Now part of the problem, I think, is the fact that we talk about this in terms of speech.  I have long said that when we talk about advertising, making movies, etc. that speech is the wrong word.  One can easily understand why people think of a movie, or an ad in terms of speech.  After all, they generally involve someone, well… speaking.

But if you go back to 1789, freedom of speech wasn’t about “moving pictures.”  No, in 1789, when this nation was founded, free speech was just about how loud you could shout.  This was self-limiting and cost-free.  Now today you can whisper and still be heard all around the world, but it costs money to do so.

But there was a form of expression that could just as easily travel the globe, and that required money, and often the cooperative efforts of many people to make it happen: the press.  Now if we think about this as really press (that is, the process of creating messages to be transmitted far and wide), it is much easier to understand the decisions in Citizen’s United.  Even a lone pamphleteer, like Thomas Paine writing Common Sense at the very least needs money.  Ink and paper costs money, as does the pressing machine itself and the materials needed to make the plates.  It is easy to understand that if the British banned him from spending money to express himself, it functionally vitiates his freedom of expression.  And of course when you think of newspapers and the like, it is quickly obvious why it is important to allow people to retain freedom of the press, even when they associate themselves in the form of a corporation.

As pointed out in oral argument, in Citizen’s United, the McCain-Feingold legislation would ban even a corporation from putting out a book.  Can you think of the last time you read a book that wasn’t published by a corporation?

Nor can it be said that we can limit the press clause to the institutional press only.  Thomas Paine was not part of the institutional press, and I am pretty sure that when the founders wrote the press clause, they were thinking of him, at least in part.

Now is that a per se disqualification for public office?  Well, hell, I voted for McCain, and he sponsored that monstrosity of a law in the first place.  So the answer is no.  Now, it helped to know McCain’s opponent was just as bad as him on the subject of free expression, if not worse.  And it also helped that I predicted how bad Obama would be.  Okay, that is not strictly correct; in my wildest dreams I never thought he would be this bad.  But I predicted it would be bad enough that I held my nose and voted for McCain.  But unless this Lamb guy would be an “Obama level” disaster, this would disqualify McGovern in my mind.

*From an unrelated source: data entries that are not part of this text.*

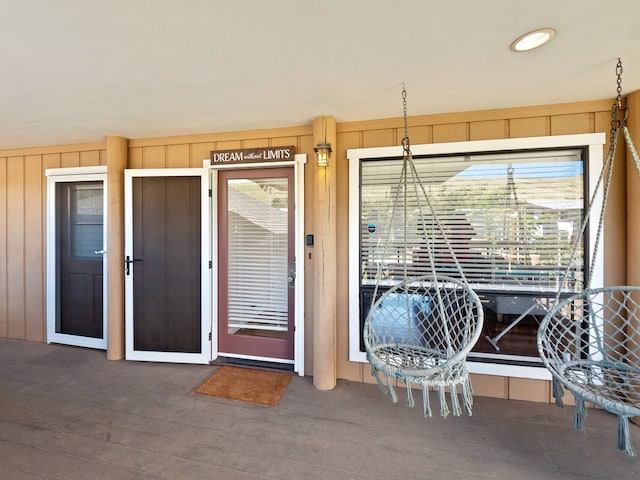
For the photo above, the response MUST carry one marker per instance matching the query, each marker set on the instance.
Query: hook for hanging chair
(619, 113)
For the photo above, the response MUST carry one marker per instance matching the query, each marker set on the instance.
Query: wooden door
(164, 268)
(76, 281)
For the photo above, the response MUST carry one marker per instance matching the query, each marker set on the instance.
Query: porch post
(324, 276)
(633, 203)
(117, 159)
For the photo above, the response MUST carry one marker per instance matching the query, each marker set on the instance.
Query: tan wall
(586, 117)
(23, 232)
(23, 201)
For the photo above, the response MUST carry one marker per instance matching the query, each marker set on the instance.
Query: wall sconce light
(323, 150)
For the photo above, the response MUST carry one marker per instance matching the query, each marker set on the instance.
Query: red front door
(255, 263)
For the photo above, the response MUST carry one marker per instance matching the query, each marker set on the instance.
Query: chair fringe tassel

And there is one other thing troubling about his point of view.  He seems to equate the constitution as strictly what the supreme court says about it.  This is wrong, indeed a slavish point of view unfit for free men and women.  For those who say that, ask yourself two questions.  First, if that is what you believe, how can you ever say the supreme court has gotten the constitution wrong?  I mean the same people who say this often bemoan instances of conservative activism—but if the constitution is what they say it is, then how can you get mad at them?  Second, you are then defacto granting the supreme court ultimate power.  In theory, the supreme court could rule that one virgin shall be sacrificed every month on their courthouse steps and we would be powerless to stop them.  Indeed, they could in theory overrule the part of the constitution allowing for amendment, and write out of their jurisprudence every limitation on judicial power.  And saying that they are unlikely to do so is not a sufficient argument.  Our constitution does not grant anyone unlimited power in the hopes that they will not exercise it.


Update: Geraghty also quotes a claim by McGovern that he really meant the supreme court, and not the constitution.  Color me skeptical, but it would certainly be interesting that when he wanted to say “supreme court” it slipped out as “constitution.”  To many people, especially on the left, the two are synonymous.